Dass Tiemo Wölken ausgerechnet die Dissener Apotheke besuchte, ergab sich bereits im November 2017 in Brüssel. Dort traf er bei einem Austausch über geplante Regulierungen für die „freien Berufe“ wie Apotheker oder Ärzte auf Annette Brinkmann-Lescher, die als Mitglied des Vorstands der Apothekerkammer Niedersachsen teilnahm und ihn nach Dissen einlud.

Digitalisierung als Herausforderung

Neben der Veranschaulichung der Arbeitsabläufe gab es am Freitag genug Raum für Gespräche über die Entwicklung der Apothekenlandschaft. „Die größte Anforderung, die nun auf uns zukommt, ist die Umsetzung der Digitalisierung“, bemerkte Annette Brinkmann-Lescher. Zu kämpfen haben die deutschen Apotheken zudem mit dem Preisvergleich zu ausländischen Online-Versandapotheken die Boni auf verschreibungspflichtige Arzneien vergeben dürfen. „Dabei gibt es in Deutschland doch ein gerechtes System, das sich am individuellen Lohn orientiert und sicherstellt, dass der Patient finanziell nicht überbelastet wird“, meinte die Apothekerin. Menschen, die viele Medikamente benötigen, müssten bei allen Krankenkassen zwei Prozent ihres Bruttoeinkommens zuzahlen, bei chronisch Kranken sinke die Zuzahlungsquote sogar auf ein Prozent.

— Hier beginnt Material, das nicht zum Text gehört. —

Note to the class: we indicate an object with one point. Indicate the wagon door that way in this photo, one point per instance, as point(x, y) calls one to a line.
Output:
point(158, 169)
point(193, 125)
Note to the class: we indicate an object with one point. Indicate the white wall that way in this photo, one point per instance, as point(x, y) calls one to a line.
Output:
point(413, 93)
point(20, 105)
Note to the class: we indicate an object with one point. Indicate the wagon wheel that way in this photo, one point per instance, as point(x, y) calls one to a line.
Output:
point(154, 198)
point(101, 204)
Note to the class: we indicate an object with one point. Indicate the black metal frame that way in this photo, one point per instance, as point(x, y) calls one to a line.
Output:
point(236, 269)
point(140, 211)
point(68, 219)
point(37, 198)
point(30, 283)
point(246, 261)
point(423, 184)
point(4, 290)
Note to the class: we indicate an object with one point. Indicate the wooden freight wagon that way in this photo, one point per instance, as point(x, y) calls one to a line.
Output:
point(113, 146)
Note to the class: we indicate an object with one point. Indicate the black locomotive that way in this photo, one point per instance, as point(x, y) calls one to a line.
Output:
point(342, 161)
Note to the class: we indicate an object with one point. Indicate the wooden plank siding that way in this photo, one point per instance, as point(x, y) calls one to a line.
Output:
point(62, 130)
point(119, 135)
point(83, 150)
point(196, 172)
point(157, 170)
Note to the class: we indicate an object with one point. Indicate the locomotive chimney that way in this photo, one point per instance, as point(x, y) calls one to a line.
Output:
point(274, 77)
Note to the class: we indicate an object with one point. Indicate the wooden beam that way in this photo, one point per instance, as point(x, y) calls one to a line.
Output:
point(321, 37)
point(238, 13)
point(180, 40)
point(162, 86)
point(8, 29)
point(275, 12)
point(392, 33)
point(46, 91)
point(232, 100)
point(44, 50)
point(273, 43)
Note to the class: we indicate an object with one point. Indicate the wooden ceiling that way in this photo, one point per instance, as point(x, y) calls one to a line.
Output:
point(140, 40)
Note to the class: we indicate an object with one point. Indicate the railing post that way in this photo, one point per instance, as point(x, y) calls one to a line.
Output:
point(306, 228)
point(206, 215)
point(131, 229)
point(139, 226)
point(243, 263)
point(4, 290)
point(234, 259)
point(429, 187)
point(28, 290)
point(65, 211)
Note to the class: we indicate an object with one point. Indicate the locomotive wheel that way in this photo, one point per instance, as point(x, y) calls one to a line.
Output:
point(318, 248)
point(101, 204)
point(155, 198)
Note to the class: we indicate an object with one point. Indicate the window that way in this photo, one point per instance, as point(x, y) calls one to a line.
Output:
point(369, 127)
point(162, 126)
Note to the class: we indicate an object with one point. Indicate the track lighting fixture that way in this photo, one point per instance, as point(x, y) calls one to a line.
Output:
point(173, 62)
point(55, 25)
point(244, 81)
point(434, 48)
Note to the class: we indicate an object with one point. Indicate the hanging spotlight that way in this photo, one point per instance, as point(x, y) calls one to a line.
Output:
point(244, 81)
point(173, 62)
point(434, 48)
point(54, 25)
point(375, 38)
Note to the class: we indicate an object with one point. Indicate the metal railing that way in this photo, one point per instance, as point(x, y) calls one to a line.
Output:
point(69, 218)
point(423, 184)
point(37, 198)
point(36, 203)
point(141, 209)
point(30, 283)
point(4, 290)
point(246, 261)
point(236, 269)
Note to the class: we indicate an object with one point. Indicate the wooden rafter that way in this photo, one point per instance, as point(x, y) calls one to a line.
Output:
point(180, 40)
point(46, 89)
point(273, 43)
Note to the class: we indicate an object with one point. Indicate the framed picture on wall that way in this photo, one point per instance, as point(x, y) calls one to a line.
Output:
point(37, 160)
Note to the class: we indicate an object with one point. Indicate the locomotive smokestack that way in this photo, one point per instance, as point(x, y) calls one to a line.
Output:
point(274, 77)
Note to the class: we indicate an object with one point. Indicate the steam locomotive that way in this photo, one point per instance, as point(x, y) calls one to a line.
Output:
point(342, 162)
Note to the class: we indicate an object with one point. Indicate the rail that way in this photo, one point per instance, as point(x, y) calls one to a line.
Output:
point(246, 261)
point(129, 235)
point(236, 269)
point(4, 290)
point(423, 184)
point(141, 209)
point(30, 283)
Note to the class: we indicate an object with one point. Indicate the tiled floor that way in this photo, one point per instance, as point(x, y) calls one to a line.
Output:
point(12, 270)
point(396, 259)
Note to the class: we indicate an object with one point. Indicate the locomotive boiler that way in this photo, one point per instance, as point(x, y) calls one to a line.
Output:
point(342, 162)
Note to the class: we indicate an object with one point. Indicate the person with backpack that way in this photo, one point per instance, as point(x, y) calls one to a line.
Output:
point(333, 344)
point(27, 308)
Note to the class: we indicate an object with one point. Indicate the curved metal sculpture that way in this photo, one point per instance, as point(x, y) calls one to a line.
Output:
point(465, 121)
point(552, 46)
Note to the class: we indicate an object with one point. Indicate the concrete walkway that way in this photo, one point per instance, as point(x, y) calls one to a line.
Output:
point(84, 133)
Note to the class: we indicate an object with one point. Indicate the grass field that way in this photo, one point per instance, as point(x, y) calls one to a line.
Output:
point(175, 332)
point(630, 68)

Dem stetigen Apothekenschwund in Deutschland, insbesondere im ländlichen Raum, wirken einige Apotheken mit Botendiensten entgegen, um eine flächendeckende Versorgung der Patienten sicher zustellen. Dies ist ein teurer Kundenservice für die Apotheke und lohnt sich nur bei effizienten Fahrtwegen und genauer Kalkulation. Der zusätzliche Druck, den der Versandhandel aus dem europäischen Ausland dabei ausübe, führe allerdings dazu, dass viele kleine Apotheken sich nicht mehr halten könnten. Auch die Süderberg-Apotheke bietet seit vielen Jahren einen Botendienst als kostenlosen Service für alte oder gehandicapte Menschen sowie für Mütter mit kleinen Kindern. „Bei Anforderung rezeptpflichtiger Medikamente liefert und kontrolliert unser pharmazeutisch geschultes Personal, das auch direkt an der Haustür beraten kann“, sagt Annette Brinkmann-Lescher. Überhaupt spiele die Kontrolle der Abläufe, angefangen bei der Einwaage und Dokumentation der Medikamente bis hin zur Ausgabe an den Patienten eine sehr wichtige Rolle im Apotheker-Alltag. „Die Apothekerlandschaft, so wie wir sie hier in Deutschland haben, ist meines Erachtens nach wertvoll für den Patienten und bietet durch das „Vier-Augen-Prinzip“ und die Abläufe, so wie ich sie heute hier kennen lernen durfte, große Sicherheit“, resümierte Tiemo Wölken am Ende des informativen Vormittags.